Quels que soient les changements judicieux qu’ils apportent à leur manière de faire la guerre en Afghanistan, les Etats-Unis doivent régler la question du Pakistan, à la fois refuge pour les talibans et base de leurs approvisionnements. On ignore quels moyens le général Chrystal pourra consacrer à cette mission essentielle. Un fait demeure. Les efforts américains demeureront handicapés par le manque de soldats. Même si les Etats-Unis augmentent encore leurs effectifs, ils auront du mal à atteindre les 120.000 hommes que l’Armée rouge avait déployés, en vain, sur le même terrain.
Washington va donc poursuivre sa guerre, à charge pour ses généraux de faire au mieux avec ce dont ils disposent. Pour que la situation ait une chance de s’améliorer, les Etats-Unis doivent s’engager dans un effort à long terme et ne pas espérer de résultats concrets avant au moins cinq ans, voire dix. Il n’est pas sûr que l’électorat américain laisse à ses dirigeants, aussi charismatiques soient-ils, le loisir de conduire à leur guise une autre guerre du Vietnam.


Stratégie nouvelle


Au moment où les Etats-Unis orientent leurs priorités vers la guerre en Afghanistan au détriment de l’Irak, ils doivent affronter des défis périlleux, non pas tant ceux inhérents à une contre-insurrection classique, mais ceux qui sont propres au théâtre afghan lui-même. Pour réussir, la «conquête des cœurs et des esprits», selon l’expression éprouvée en Irak, doit être combinée avec un emploi plus judicieux de la force armée.
Les principaux points de cette stratégie nouvelle sont les suivants:
- Instituer des règles d’engagement plus restrictives, user des appuis feu et de l’appui aérien avec plus de discernement, de manière à réduire les dommages collatéraux au sein des populations.
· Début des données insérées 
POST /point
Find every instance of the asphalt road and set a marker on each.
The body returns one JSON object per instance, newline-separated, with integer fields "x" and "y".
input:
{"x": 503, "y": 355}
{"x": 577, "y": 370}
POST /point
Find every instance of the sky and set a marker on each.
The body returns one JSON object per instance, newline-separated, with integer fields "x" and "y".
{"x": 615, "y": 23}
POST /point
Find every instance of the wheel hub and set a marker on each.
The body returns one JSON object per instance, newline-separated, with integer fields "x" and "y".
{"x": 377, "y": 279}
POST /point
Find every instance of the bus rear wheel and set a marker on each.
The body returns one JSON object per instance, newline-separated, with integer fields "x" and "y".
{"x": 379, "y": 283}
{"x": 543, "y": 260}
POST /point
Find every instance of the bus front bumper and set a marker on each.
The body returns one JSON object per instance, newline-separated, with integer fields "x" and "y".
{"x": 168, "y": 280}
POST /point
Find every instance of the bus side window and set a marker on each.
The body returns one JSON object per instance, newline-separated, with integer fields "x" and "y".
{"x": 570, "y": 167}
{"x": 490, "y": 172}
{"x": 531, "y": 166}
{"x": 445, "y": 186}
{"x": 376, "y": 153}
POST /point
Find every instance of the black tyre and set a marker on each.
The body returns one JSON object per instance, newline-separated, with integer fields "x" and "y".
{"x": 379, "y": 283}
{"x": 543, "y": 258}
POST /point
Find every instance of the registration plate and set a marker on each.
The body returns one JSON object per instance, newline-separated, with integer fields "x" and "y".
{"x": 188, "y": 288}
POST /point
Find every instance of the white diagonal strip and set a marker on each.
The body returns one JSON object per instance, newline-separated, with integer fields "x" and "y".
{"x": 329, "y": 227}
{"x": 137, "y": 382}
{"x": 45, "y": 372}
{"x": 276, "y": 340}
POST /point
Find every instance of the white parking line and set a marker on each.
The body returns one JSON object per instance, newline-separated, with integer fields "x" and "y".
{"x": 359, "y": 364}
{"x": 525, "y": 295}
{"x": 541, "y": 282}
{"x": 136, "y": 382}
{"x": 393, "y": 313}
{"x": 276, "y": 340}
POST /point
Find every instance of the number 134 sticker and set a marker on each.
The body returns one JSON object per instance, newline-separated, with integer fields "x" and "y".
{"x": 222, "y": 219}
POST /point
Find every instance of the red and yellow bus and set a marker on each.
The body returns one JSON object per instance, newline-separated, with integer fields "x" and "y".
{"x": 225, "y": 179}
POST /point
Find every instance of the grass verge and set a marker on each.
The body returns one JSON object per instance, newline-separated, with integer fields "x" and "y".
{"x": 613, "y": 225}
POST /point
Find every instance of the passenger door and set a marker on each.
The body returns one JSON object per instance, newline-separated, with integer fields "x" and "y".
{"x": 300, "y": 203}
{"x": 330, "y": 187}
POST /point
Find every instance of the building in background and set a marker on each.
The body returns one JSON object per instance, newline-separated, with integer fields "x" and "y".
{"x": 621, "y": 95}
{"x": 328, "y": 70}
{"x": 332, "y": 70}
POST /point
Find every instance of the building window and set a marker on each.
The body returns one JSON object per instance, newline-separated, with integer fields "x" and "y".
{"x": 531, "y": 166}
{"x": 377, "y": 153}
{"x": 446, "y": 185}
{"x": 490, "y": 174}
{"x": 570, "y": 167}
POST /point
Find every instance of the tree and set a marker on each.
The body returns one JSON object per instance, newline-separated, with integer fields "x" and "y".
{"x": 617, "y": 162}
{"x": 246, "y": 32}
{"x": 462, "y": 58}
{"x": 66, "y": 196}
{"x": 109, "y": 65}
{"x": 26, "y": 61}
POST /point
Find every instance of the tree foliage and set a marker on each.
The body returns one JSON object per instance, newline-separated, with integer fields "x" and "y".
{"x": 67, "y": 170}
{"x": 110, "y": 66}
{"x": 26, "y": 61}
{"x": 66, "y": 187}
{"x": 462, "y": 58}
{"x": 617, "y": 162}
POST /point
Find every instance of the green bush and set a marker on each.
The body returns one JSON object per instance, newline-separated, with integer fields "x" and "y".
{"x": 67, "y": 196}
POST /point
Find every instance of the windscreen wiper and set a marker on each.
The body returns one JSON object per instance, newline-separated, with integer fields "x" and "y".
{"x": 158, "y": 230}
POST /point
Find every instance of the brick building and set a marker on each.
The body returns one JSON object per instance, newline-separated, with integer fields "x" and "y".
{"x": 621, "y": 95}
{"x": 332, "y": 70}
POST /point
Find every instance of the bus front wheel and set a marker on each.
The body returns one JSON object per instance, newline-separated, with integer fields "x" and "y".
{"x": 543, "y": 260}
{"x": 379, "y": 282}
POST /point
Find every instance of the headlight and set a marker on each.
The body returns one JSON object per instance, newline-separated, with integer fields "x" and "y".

Si une unité est prise sous le feu d’adversaires ayant pris position dans des habitations, cette unité devra se replier pour se mettre à l’abri plutôt que de détruire l’endroit où se sont manifestés les insurgés, aussi longtemps du moins que la vie des soldats américains ne sera pas directement menacée.
+ Définir des procédures moins contraignantes de manière à alléger l’impact négatif des opérations de sécurité quand elles comportent des fouilles, des arrestations et des interrogatoires de prisonniers.
+ Promouvoir une action culturelle auprès des militaires américains et de l’Otan pour qu’ils comprennent mieux l’importance cruciale qu’il y a à convaincre les populations du bien-fondé de leur action.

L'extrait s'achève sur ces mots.